Las prácticas que son entonces hechos que se consideran ilícitos "menos aún puede certificarle al consumidor que las hamburguesas se cocinan a la temperatura necesaria para eliminar la bacteria (pto. 10 del folleto a fs. 13), con el agravante de que el consumo de las hamburguesas debería evitarse en personas de menos de cuatro (4) años de edad, conforme lo recomienda la Asociación Argentina de Pediatría, y el folleto de la sumaria pretende inducir a padres de menores al consumo de ese producto en el combo ‘Cajita Feliz'. Además, a través de esa presentación los menores también son inducidos a la adquisición de un producto que puede ser altamente nocivo para su salud".
"Que la publicidad en cuestión es engañosa, pues hace pensar que el proceso de cocción de las hamburguesas nunca puede interrumpirse, mientras que la existencia del botón RAISE y la decisión del personal a cargo de la elaboración, con el margen lógico de error humano que siempre puede producirse, demuestran que el proceso de cocción no es una operación perfecta e infalible como pretende promocionar la sumariada, sino que existe la posibilidad de interrupción, y si su intención hubiera sido informar lealmente al consumidor, podría haberlo prevenido de los riesgos que presenta el consumo de hamburguesas, especialmente en menores de cuatro (4) años".
La denuncia había sido presentada por la particular Gabriela Luga –madre de la criatura que quedó con secuelas en sus riñones después de comer hamburguesas contaminadas–, realizada a través de la ONG Procomsumer , en diciembre de 2003.
Las contravenciones e infracciones
Según se desprende de las fojas de la causa, la promoción y publicidad realizada a través del combo “Cajita Feliz”, implica una contravención al artículo 6 del Código Alimentario Argentino –denominado “Carnes de consumo frescas y envasadas”–, el que entre otras cosas estipula: “La carne será limpia, sana, debidamente preparada (…).
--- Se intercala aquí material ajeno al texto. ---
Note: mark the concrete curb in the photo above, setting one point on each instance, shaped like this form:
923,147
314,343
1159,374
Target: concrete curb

Queda prohibido el expendio o utilización en preparados destinados al consumo de: carnes de animales enfermos (…), carnes infectadas por micoorganismos, insectos o sus larvas, o por suciedad”.
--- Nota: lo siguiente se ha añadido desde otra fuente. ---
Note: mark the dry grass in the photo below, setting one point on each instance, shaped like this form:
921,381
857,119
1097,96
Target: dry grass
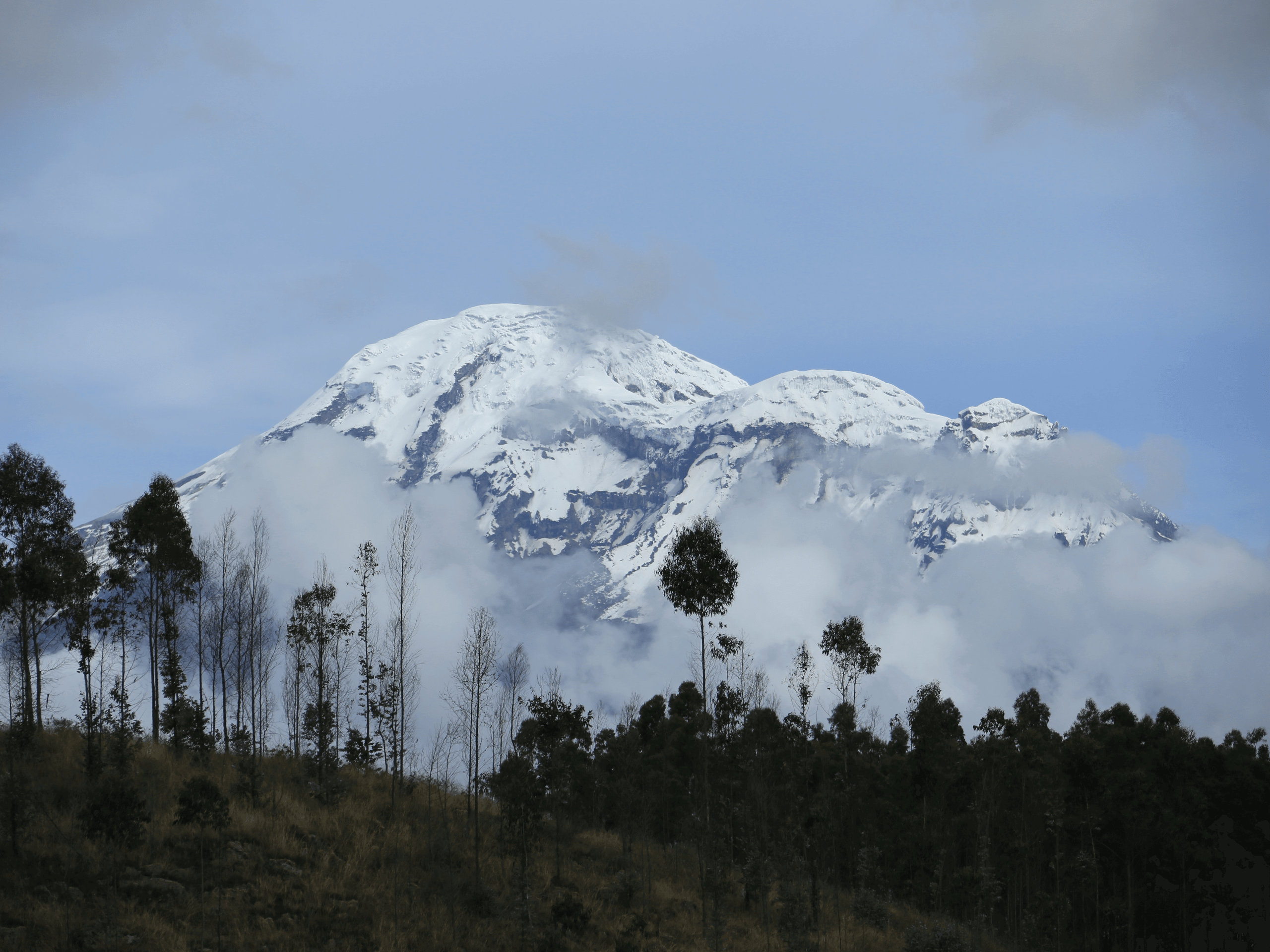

Asimismo, existe una infracción al artículo 9 de la Ley 22.802, de “Lealtad Comercial”, el que indica: “Queda prohibida la realización de cualquier clase de presentación, de publicidad o propaganda que mediante inexactitudes u ocultamientos pueda inducir a error, engaño o confusión respecto de las características o propiedades, naturaleza, origen, calidad, pureza, mezcla, cantidad, uso, precio, condiciones de comercialización o técnicas de producción de bienes muebles, inmuebles o servicios”.